Обсуждение: Emergency - Need assistance

Поиск
Список
Период
Сортировка

Emergency - Need assistance

От
warren little
Дата:
I received the following error message when trying to copy a table from
one database to another on the same cluster:

pg_dump: The command was: FETCH 100 FROM _pg_dump_cursor
pg_restore: [custom archiver] could not read data block -- expected 1,
got 0
pg_restore: *** aborted because of error

The table contains a bytea column which houses pdf documents.
Is this a sign of corrupted data and if so would setting
"zero_damaged_pages = true" allow the copy to proceed?

The table is about 25GB in size and takes a long time to dump/restore
and I'm running out of time to get the cluster back into production.

note running:
PostgreSQL 8.1beta4 on x86_64-unknown-linux-gnu, compiled by GCC gcc
(GCC) 3.4.4 20050721 (Red Hat 3.4.4-2)"


--
Warren Little
CTO
Meridias Capital Inc
ph 866.369.7763

Re: Emergency - Need assistance

От
Tom Lane
Дата:
warren little <warren.little@meridiascapital.com> writes:
> I received the following error message when trying to copy a table from
> one database to another on the same cluster:

> pg_dump: The command was: FETCH 100 FROM _pg_dump_cursor
> pg_restore: [custom archiver] could not read data block -- expected 1,
> got 0
> pg_restore: *** aborted because of error

You seem to have omitted the messages that would indicate what's
actually wrong; the above is all just subsidiary damage after whatever
caused the FETCH to fail.

> The table is about 25GB in size and takes a long time to dump/restore
> and I'm running out of time to get the cluster back into production.

> note running:
> PostgreSQL 8.1beta4 on x86_64-unknown-linux-gnu, compiled by GCC gcc
> (GCC) 3.4.4 20050721 (Red Hat 3.4.4-2)"
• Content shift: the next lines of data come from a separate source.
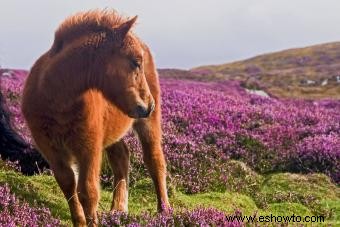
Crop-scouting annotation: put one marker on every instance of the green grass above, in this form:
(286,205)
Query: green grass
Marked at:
(277,194)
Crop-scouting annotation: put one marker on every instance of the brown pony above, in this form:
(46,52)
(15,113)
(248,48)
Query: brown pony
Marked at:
(82,96)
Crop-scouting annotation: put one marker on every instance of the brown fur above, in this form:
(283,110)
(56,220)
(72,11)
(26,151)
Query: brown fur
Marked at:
(82,96)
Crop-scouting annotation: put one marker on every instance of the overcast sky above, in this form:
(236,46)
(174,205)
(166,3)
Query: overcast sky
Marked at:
(181,33)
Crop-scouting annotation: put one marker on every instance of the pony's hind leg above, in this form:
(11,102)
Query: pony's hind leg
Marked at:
(149,133)
(118,156)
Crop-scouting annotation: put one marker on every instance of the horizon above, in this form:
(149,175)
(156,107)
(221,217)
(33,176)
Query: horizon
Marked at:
(186,40)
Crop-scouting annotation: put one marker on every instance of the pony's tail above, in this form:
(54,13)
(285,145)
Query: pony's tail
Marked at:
(14,148)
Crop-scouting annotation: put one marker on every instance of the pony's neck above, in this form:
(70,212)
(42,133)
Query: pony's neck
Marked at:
(65,88)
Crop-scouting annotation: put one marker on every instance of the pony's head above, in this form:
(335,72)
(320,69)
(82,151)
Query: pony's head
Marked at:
(113,58)
(125,79)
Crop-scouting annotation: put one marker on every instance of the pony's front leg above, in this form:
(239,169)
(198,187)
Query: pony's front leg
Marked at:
(89,161)
(118,156)
(149,132)
(60,163)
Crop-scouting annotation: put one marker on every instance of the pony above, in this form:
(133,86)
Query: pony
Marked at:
(96,82)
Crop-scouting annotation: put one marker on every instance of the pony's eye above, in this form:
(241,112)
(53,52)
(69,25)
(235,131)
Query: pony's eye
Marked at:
(135,63)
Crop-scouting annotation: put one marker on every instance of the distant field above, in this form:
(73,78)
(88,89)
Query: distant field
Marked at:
(309,73)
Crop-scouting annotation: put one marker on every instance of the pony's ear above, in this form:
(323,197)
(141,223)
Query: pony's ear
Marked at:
(123,29)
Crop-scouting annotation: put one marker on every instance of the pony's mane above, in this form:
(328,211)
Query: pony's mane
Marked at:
(84,23)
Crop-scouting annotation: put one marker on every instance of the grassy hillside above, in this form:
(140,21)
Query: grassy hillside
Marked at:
(311,72)
(276,194)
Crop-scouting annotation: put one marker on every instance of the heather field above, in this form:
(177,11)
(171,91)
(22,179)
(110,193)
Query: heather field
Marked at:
(228,152)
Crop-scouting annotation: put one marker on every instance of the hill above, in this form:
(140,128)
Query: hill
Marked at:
(311,72)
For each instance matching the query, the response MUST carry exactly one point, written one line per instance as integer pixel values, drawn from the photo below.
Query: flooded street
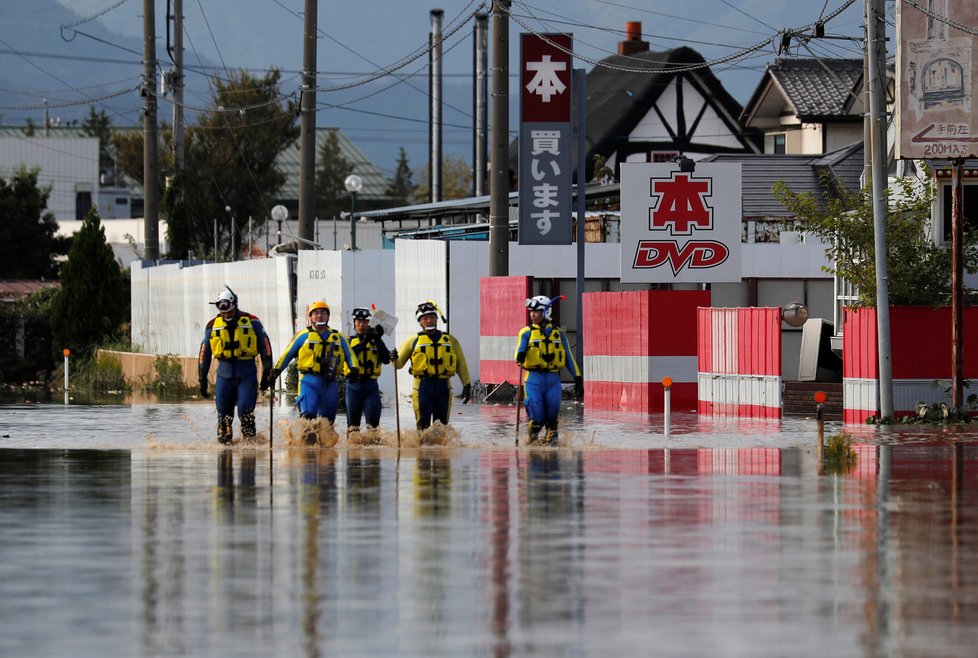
(128, 531)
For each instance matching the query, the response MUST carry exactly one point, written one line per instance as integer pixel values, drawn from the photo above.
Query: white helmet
(539, 303)
(226, 300)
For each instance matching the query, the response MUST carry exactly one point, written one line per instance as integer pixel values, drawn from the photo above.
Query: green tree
(331, 172)
(93, 301)
(401, 190)
(456, 180)
(98, 124)
(28, 245)
(229, 162)
(918, 269)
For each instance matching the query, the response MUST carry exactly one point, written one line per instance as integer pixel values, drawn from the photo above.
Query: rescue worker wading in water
(542, 349)
(362, 391)
(435, 358)
(234, 338)
(319, 352)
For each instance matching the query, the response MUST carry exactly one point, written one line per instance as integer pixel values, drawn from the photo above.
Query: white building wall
(170, 303)
(68, 164)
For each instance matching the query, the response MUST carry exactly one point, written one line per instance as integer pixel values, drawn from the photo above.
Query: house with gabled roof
(808, 105)
(645, 106)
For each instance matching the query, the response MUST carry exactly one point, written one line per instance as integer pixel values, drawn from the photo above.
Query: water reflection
(447, 551)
You're running a production database on a beta release??

            regards, tom lane

Re: Emergency - Need assistance

От
warren little
Дата:
Tom,
The extent of the messages I received from the command
pg_dump -Fc --table=casedocument -d tigrissave | pg_restore --verbose -d
tigris is listed below:

 pg_dump: SQL command failed
pg_dump: Error message from server: server closed the connection
unexpectedly
        This probably means the server terminated abnormally
        before or while processing the request.
pg_dump: The command was: FETCH 100 FROM _pg_dump_cursor
pg_restore: [custom archiver] could not read data block -- expected 1,
got 0
pg_restore: *** aborted because of error


I had removed all the files in pg_log prior to getting this error and no
new logfile was created.  I'm guessing I screwed up the logger when
removing all the files, but I assumed that when writing to the error
logs the backend would create a file if one did not exist.

I currently attempt to run the dump/restore with the zero_damaged_pages
turned on to see if the results yield something more useful.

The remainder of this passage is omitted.